The first part of the Snowflake and dbt migration involved the data engineering team migrating existing data transformations. With a solid foundation in place, the team is ready to roll-out the new workflow to analysts with dbt Cloud. Ben is betting on dbt Cloud, which enables analysts to orchestrate the analytics engineering workflow from their browser, making data modeling accessible for analysts. “Our first group of 20 analysts have been trained on Snowflake and exposed to the data warehousing concepts guiding our approach, and the next step in the plan is to have interested data analysts trained on dbt Cloud.”

5. Improving data transparency and documentation

Airlines rely on a large number of specialized systems, most of which generate data that are analyzed to improve efficiencies. When Ben first began to explore JetBlue’s data warehouse, he found it difficult to answer even basic questions because he didn’t know what a column name represented, what source system created a data set, or how a metric was calculated. “We need to approach data warehousing like any other product IT might develop.

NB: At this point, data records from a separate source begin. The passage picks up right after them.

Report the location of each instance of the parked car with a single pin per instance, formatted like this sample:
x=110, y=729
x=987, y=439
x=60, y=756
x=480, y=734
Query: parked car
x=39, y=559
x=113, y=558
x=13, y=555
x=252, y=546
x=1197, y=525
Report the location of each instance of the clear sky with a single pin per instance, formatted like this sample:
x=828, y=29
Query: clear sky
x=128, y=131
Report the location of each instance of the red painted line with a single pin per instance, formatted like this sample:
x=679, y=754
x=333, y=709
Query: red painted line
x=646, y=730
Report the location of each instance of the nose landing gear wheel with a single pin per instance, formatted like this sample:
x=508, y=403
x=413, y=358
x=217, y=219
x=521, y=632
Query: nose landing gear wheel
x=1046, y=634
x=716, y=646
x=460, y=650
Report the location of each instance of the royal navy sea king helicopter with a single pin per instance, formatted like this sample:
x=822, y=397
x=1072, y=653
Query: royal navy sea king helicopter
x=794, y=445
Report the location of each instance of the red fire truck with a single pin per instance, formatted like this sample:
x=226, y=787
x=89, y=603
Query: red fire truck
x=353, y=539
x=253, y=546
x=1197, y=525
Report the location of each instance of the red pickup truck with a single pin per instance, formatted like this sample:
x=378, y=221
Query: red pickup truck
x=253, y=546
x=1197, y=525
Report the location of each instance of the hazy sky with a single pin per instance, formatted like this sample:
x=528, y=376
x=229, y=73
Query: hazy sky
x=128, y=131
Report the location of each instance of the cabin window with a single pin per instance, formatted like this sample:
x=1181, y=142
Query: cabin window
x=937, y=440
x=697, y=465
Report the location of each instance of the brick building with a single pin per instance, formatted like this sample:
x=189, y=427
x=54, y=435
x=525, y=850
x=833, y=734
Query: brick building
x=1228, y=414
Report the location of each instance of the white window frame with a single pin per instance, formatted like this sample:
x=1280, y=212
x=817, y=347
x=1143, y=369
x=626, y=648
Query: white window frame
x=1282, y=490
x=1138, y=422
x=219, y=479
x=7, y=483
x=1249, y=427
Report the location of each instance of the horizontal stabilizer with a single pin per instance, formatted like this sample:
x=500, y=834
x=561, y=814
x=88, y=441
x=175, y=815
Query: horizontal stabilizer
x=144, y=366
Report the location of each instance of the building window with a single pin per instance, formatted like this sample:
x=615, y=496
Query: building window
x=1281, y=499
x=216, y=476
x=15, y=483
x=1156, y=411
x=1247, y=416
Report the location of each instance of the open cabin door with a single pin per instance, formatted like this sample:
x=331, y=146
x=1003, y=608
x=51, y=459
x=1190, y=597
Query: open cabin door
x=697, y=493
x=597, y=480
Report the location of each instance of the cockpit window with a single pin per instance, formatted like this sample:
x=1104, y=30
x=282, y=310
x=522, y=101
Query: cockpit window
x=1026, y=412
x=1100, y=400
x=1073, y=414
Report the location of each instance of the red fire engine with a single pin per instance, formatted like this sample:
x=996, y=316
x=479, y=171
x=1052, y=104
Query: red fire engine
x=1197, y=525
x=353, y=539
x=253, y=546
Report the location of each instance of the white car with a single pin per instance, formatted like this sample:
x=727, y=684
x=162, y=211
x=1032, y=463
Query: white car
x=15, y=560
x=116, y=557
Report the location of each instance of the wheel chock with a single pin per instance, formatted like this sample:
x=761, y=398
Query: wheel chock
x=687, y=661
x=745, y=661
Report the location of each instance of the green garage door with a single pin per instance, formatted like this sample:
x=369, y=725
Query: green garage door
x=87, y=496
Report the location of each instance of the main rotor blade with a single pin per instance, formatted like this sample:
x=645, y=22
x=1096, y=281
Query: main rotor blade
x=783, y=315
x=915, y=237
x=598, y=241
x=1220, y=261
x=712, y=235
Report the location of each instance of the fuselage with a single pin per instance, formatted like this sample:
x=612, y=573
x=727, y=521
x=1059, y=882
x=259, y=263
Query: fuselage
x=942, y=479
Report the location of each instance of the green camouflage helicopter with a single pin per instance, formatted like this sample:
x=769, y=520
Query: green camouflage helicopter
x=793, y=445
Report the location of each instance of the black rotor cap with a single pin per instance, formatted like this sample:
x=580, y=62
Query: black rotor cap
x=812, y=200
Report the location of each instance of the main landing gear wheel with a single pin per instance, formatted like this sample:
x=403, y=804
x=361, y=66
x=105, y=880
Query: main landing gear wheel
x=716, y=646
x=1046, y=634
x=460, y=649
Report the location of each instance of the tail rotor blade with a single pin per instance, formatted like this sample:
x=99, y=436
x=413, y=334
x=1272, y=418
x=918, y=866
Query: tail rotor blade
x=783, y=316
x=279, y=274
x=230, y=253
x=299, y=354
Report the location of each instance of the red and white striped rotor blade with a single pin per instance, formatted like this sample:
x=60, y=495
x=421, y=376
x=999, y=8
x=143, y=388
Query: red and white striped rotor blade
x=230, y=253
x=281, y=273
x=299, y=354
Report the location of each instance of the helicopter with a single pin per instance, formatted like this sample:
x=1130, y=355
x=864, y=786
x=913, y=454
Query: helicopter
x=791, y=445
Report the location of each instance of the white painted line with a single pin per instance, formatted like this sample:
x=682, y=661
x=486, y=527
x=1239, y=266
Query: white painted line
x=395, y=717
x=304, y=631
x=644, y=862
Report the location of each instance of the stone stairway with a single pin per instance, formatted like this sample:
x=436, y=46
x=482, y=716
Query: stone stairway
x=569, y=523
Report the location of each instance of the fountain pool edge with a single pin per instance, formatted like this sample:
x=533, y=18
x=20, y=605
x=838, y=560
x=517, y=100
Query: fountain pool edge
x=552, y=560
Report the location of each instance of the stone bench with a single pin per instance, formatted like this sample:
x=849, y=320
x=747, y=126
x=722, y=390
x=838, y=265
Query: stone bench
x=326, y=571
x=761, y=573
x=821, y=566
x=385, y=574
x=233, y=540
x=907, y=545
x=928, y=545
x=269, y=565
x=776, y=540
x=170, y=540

It needs to be intuitive, well-organized, and simple,” Ben said.

Creating transparency in the warehouse starts with naming conventions–“No more abbreviations or acronyms.”–but also encompasses documentation. dbt documentation includes information about a project including model code and tests, information about the warehouse like column data types and table size, as well as descriptions that have been added to models, columns, and sources. “Documentation is important for newcomers, and also important for getting advanced analysts involved in the data transformation process.”

The journey toward data democratization

In the first stage of the migration, the data engineering team migrated 26 data sources to Snowflake and dbt. These data sets represented JetBlue’s most critical operational and customer data. In the next three months, Ben anticipates that this number will double. “We’ll be focused on building out our customer data models to provide enhanced ‘Customer 360’ insights. We have a fantastic loyalty program that we’re aggressively working to expand. My team is very excited to support those efforts through data,” Ben said.

Ben’s hope is that with Snowflake and dbt his team will be able to solve the frustration he heard in his first week at JetBlue and achieve a 100% improvement in analyst NPS. “I’ve been the angry analyst frustrated with the data engineering team in previous jobs. Now I’m the person who analysts will be pointing fingers at if they’re not happy!” Ben said. “So my team is working extremely hard to provide a world-class data stack and regain the trust of our analyst community. I’m confident it’s going to be a radical transformation. The new workflow with dbt and Snowflake isn’t a small improvement. It’s a complete redesign of our entire approach to data that will establish a new strategic foundation for analysts at JetBlue to build on.”